The other major class of repeated sequences in genomes is simple sequences, which comprise microsatellites, minisatellites, and related sequences. To produce a summary analysis of the distribution of this class of sequence within Del36H, we used the program SIMPLE (Tautz et al. 1986; Hancock and Armstrong 1994). SIMPLE measures the simple sequence content of sequences relative to random sequences of the same dinucleotide composition. It does this by measuring the reoccurrence of motifs within 64-bp sliding windows by awarding points to a window, depending on the number of times the sequence motif at its center reoccurs in the window. The simplicity factor (SF) for the sequence is then the average score for a window within the sequence, whereas the relative simplicity factor (RSF) is the ratio of the SF to SFs obtained for random sequences with the same dinucleotide composition as the tested sequence. A random sequence has an RSF of 1 and a repetitive sequence an RSF > 1. SIMPLE was applied to individual BAC sequences within Del36H. The mean RSF for BACs was 1.607 ± 0.164 (SD), which lies between previous estimates for the mouse genome based on multiple smaller genomic fragments (Hancock 1995, 2002). Relationships between RSF and gene density or base composition of individual BACs were investigated by regression analysis. Gene density showed a significant negative correlation with RSF (P < 0.01). Base composition did not show a significant correlation with RSF, but did show a highly significant positive rank correlation (Inline graphic), despite the fact that the SIMPLE algorithm compensates for the base composition of the tested sequence (Tautz et al. 1986; Hancock and Armstrong 1994).

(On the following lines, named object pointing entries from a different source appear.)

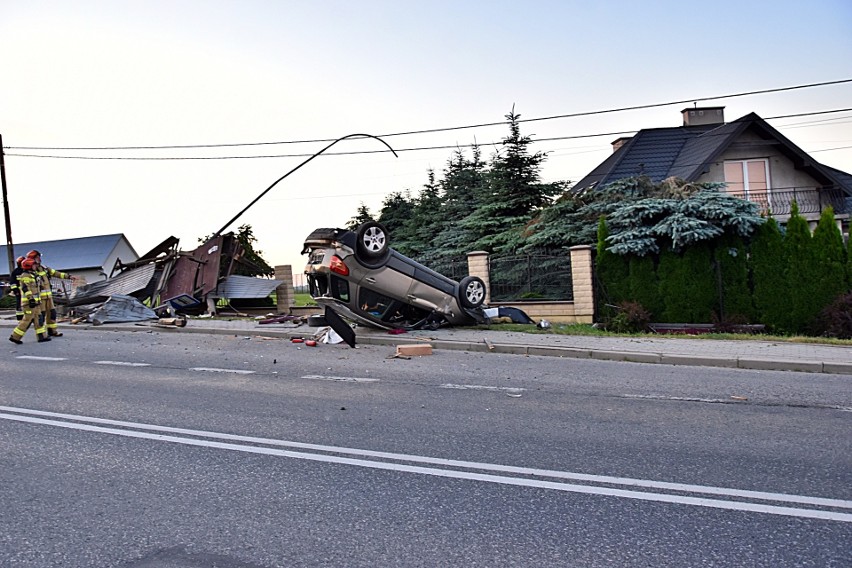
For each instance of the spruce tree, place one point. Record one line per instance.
(644, 285)
(799, 272)
(829, 277)
(513, 195)
(425, 222)
(612, 272)
(672, 277)
(361, 216)
(735, 301)
(462, 184)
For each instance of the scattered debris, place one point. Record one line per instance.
(413, 350)
(119, 308)
(281, 319)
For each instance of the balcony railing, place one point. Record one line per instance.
(810, 200)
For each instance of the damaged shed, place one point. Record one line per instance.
(173, 281)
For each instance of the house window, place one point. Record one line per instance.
(749, 179)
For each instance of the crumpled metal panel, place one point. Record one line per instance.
(127, 283)
(236, 286)
(119, 308)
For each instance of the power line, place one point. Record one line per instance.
(360, 152)
(433, 130)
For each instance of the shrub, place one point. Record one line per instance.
(631, 318)
(836, 319)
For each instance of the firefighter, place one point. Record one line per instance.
(28, 286)
(45, 273)
(15, 289)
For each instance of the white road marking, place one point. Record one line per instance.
(215, 370)
(342, 379)
(145, 431)
(482, 387)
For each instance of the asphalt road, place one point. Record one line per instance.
(155, 450)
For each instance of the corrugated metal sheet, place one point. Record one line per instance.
(126, 283)
(246, 287)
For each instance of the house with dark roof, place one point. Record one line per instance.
(90, 259)
(753, 159)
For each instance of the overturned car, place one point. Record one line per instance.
(357, 275)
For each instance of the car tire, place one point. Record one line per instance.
(471, 292)
(373, 240)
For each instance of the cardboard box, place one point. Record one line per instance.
(413, 350)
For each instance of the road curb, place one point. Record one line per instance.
(507, 348)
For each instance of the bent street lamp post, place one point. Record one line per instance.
(9, 252)
(256, 199)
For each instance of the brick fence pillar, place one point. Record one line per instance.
(582, 281)
(285, 294)
(477, 265)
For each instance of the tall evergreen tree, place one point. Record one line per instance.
(426, 220)
(361, 216)
(731, 263)
(462, 184)
(612, 272)
(829, 277)
(514, 193)
(395, 213)
(644, 284)
(767, 264)
(799, 272)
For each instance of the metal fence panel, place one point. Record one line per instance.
(543, 275)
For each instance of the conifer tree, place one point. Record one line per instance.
(735, 301)
(767, 263)
(462, 184)
(426, 220)
(361, 216)
(644, 284)
(612, 272)
(673, 279)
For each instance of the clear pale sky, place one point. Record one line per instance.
(106, 74)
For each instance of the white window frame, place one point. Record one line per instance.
(747, 191)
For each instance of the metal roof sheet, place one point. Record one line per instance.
(235, 286)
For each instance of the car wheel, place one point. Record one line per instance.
(471, 291)
(317, 321)
(373, 240)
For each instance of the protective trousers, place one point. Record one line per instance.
(31, 316)
(49, 313)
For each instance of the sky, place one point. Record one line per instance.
(167, 118)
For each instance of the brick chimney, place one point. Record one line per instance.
(619, 142)
(699, 116)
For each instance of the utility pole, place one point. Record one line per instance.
(9, 252)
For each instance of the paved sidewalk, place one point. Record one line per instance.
(764, 355)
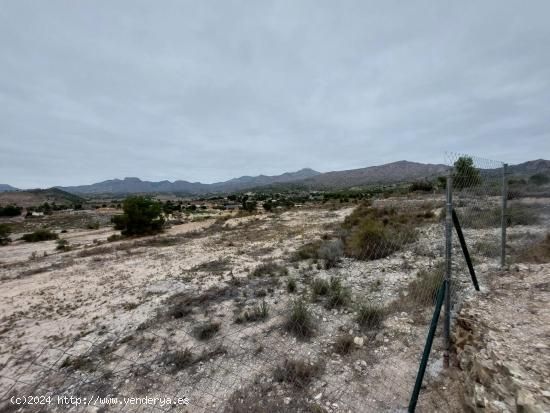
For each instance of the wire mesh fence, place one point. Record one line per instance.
(277, 316)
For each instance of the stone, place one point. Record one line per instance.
(526, 403)
(359, 341)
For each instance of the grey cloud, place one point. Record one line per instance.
(205, 91)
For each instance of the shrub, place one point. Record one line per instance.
(423, 290)
(344, 344)
(370, 240)
(93, 225)
(63, 245)
(296, 372)
(465, 174)
(207, 330)
(42, 234)
(256, 313)
(338, 294)
(10, 211)
(319, 286)
(178, 360)
(539, 179)
(307, 251)
(487, 249)
(299, 320)
(141, 216)
(424, 186)
(5, 232)
(269, 268)
(370, 316)
(291, 285)
(521, 214)
(331, 252)
(538, 252)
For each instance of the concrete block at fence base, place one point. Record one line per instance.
(359, 341)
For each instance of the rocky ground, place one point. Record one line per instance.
(503, 343)
(177, 315)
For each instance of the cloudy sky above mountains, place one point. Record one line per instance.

The distribution of BAC RSF scores along the sequence is represented in Figure 1. The plot shows regions of relatively high and low repetitiveness. This is shown most clearly by the cumulative signs plot in Figure 1. This was produced by assigning each clone a score of +1 or -1, depending on whether its RSF was higher or lower than the mean for Del36H. The value plotted is a cumulative sum of these values, which shows changes of direction when groups of BACs have RSFs of different signs to their preceding neighbors. The plot indicates that Del36H contains domains of relatively high and low RSF ∼2.5 Mb long. This order of substructure is at a larger scale than that conventionally attributed to isochores, which are usually defined as being of the order of 100-300 kb long (Bernardi et al. 1985; Nekrutenko and Li 2000). Recent attempts to define isochores computationally have produced evidence that some may be of the order of megabases long (Oliver et al. 2001; Li 2002) but IsoFinder (Oliver et al. 2001; http://bioinfo2.ugr.es/isochores/) predictions of isochores in Del36H do not exceed 200 kb in length. The simple sequence domains are of comparable size to chromosome bands. Unfortunately, boundaries of chromosome bands are currently not well defined at the sequence level, so it is not possible to test for a relationship between these simplicity domains and chromosome bands at this time.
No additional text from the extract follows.